It’s The Season Of Kwanzaa


 Kwanzaa starts tomorrow, December 26th and goes on until January 1st, culminating in a communal feast called Karamu. Kwanzaa is an annual celebration of African-American culture that was invented and promoted by Maulana Karenga, a Black American leader.

Karenga was active in the Black Power movement of the 1960s. He was a part of the Congress of Racial Equality and Student Nonviolent Coordinating Committee. In 1965, Karenga and Hakim Jamal co-founded the black nationalist group US Organization, which became involved in violent clashes with the Black Panther Party by 1969. In 1971, he was convicted of felony assault, torture, and false imprisonment of women. Karenga denied involvement and claimed the prosecution was political in nature. Karenga was imprisoned in California Men's Colony until he received parole in 1975.

Karenga created Kwanzaa in 1966 to be a non-Christian, specifically African-American, holiday, that would be an alternative for black people to Christmas. Karenga hoped that Kwanzaa would give black people an opportunity to celebrate their culture and history, instead of copying the culture of those who had dominated and oppressed black people.

Kwanzaa is based on African harvest festival traditions from various parts of West and Southeast Africa and was first celebrated in 1966. These days, most of those who celebrate Kwanzaa do so in addition to Christmas rather than as an alternative to Christmas.

The name Kwanzaa derives from the Swahili phrase matunda ya kwanza, meaning "first fruits".

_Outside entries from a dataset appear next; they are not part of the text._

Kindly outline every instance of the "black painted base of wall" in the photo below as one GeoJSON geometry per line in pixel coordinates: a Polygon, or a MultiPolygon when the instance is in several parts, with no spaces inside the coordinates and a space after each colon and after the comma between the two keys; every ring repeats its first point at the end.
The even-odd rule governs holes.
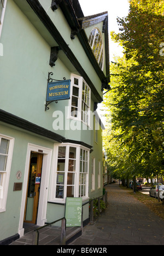
{"type": "Polygon", "coordinates": [[[14,236],[10,236],[10,237],[8,237],[7,238],[4,239],[4,240],[0,241],[0,245],[8,246],[19,238],[20,235],[19,234],[16,234],[14,236]]]}

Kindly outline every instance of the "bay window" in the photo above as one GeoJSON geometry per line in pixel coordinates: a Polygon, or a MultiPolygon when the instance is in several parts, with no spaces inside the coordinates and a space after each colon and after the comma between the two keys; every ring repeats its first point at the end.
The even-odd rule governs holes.
{"type": "Polygon", "coordinates": [[[4,20],[7,0],[0,0],[0,37],[2,31],[2,27],[4,20]]]}
{"type": "Polygon", "coordinates": [[[5,211],[14,139],[0,135],[0,212],[5,211]]]}
{"type": "Polygon", "coordinates": [[[55,146],[50,201],[88,196],[89,150],[68,144],[55,146]],[[54,184],[55,183],[55,184],[54,184]]]}

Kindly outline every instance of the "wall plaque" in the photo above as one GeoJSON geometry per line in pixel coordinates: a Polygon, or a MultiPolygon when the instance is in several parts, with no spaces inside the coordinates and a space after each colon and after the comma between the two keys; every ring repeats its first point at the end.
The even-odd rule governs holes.
{"type": "Polygon", "coordinates": [[[22,190],[22,183],[17,182],[14,183],[13,191],[20,191],[22,190]]]}

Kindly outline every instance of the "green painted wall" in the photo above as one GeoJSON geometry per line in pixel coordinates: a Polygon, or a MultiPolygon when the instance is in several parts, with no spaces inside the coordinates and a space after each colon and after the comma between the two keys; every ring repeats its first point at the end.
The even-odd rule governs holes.
{"type": "Polygon", "coordinates": [[[0,213],[1,241],[14,235],[18,231],[22,189],[20,191],[13,191],[13,187],[15,182],[22,182],[23,187],[28,143],[50,149],[53,149],[54,143],[22,132],[20,129],[15,129],[13,127],[4,126],[2,123],[0,123],[0,134],[15,138],[6,211],[0,213]],[[19,180],[16,177],[18,170],[22,173],[22,177],[19,180]]]}

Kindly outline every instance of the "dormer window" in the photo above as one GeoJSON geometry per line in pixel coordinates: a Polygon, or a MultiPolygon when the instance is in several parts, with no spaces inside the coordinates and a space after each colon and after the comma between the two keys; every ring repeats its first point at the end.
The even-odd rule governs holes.
{"type": "Polygon", "coordinates": [[[92,48],[94,55],[101,69],[103,68],[103,41],[98,29],[93,29],[89,38],[89,42],[92,48]]]}

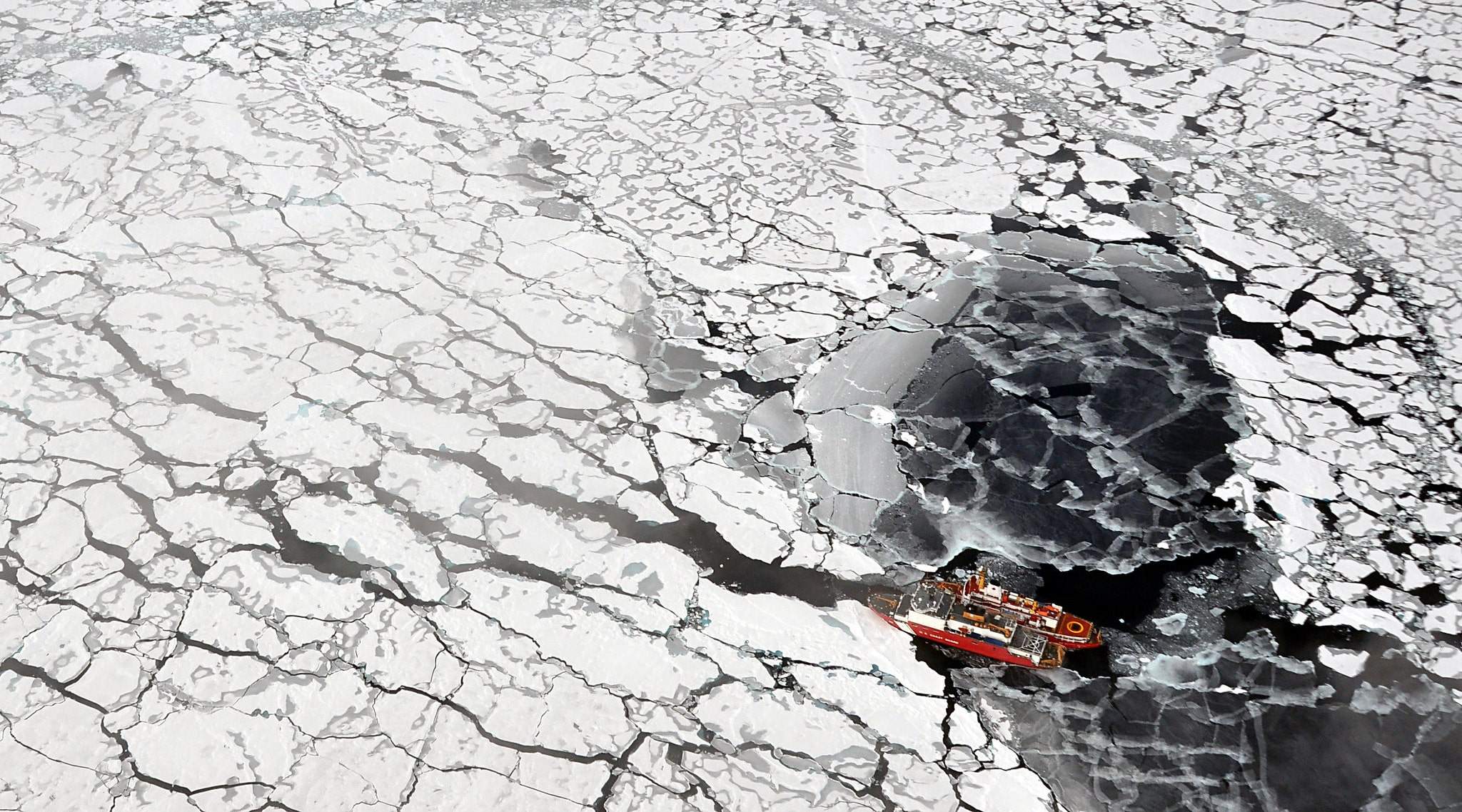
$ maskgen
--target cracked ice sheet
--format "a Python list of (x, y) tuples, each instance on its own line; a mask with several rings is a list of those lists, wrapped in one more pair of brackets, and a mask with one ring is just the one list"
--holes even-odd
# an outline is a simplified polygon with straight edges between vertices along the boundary
[(1455, 675), (1444, 7), (335, 6), (0, 12), (0, 806), (1044, 806), (757, 565), (877, 570), (990, 267), (1234, 283), (1278, 597)]
[[(854, 602), (718, 586), (677, 527), (751, 589), (759, 561), (877, 570), (797, 480), (792, 384), (902, 313), (890, 276), (942, 273), (906, 261), (917, 223), (980, 226), (1012, 175), (966, 155), (988, 185), (886, 162), (849, 190), (778, 63), (829, 55), (785, 20), (235, 12), (4, 26), (29, 61), (0, 99), (26, 393), (0, 805), (953, 808), (980, 765), (943, 762), (955, 705), (908, 641)], [(640, 162), (678, 140), (675, 86), (721, 118), (671, 180)], [(705, 185), (734, 118), (804, 142), (738, 148), (744, 193)], [(807, 155), (792, 185), (759, 165)], [(762, 429), (740, 369), (776, 381)], [(902, 488), (887, 448), (839, 498)]]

Each of the seven days of Kwanzaa is dedicated to one of the following principles, as follows:

  • Umoja (Unity): To strive for and to maintain unity in the family, community, nation, and race.
  • Kujichagulia (Self-determination): To define and name ourselves, as well as to create and speak for ourselves.
  • Ujima (Collective work and responsibility): To build and maintain our community together and make our brothers' and sisters' problems our problems and to solve them together.
  • Ujamaa (Cooperative economics): To build and maintain our own stores, shops, and other businesses and to profit from them together.
  • Nia (Purpose): To make our collective vocation the building and developing of our community in order to restore our people to their traditional greatness.
  • Kuumba (Creativity): To do always as much as we can, in the way we can, in order to leave our community more beautiful and beneficial than we inherited it.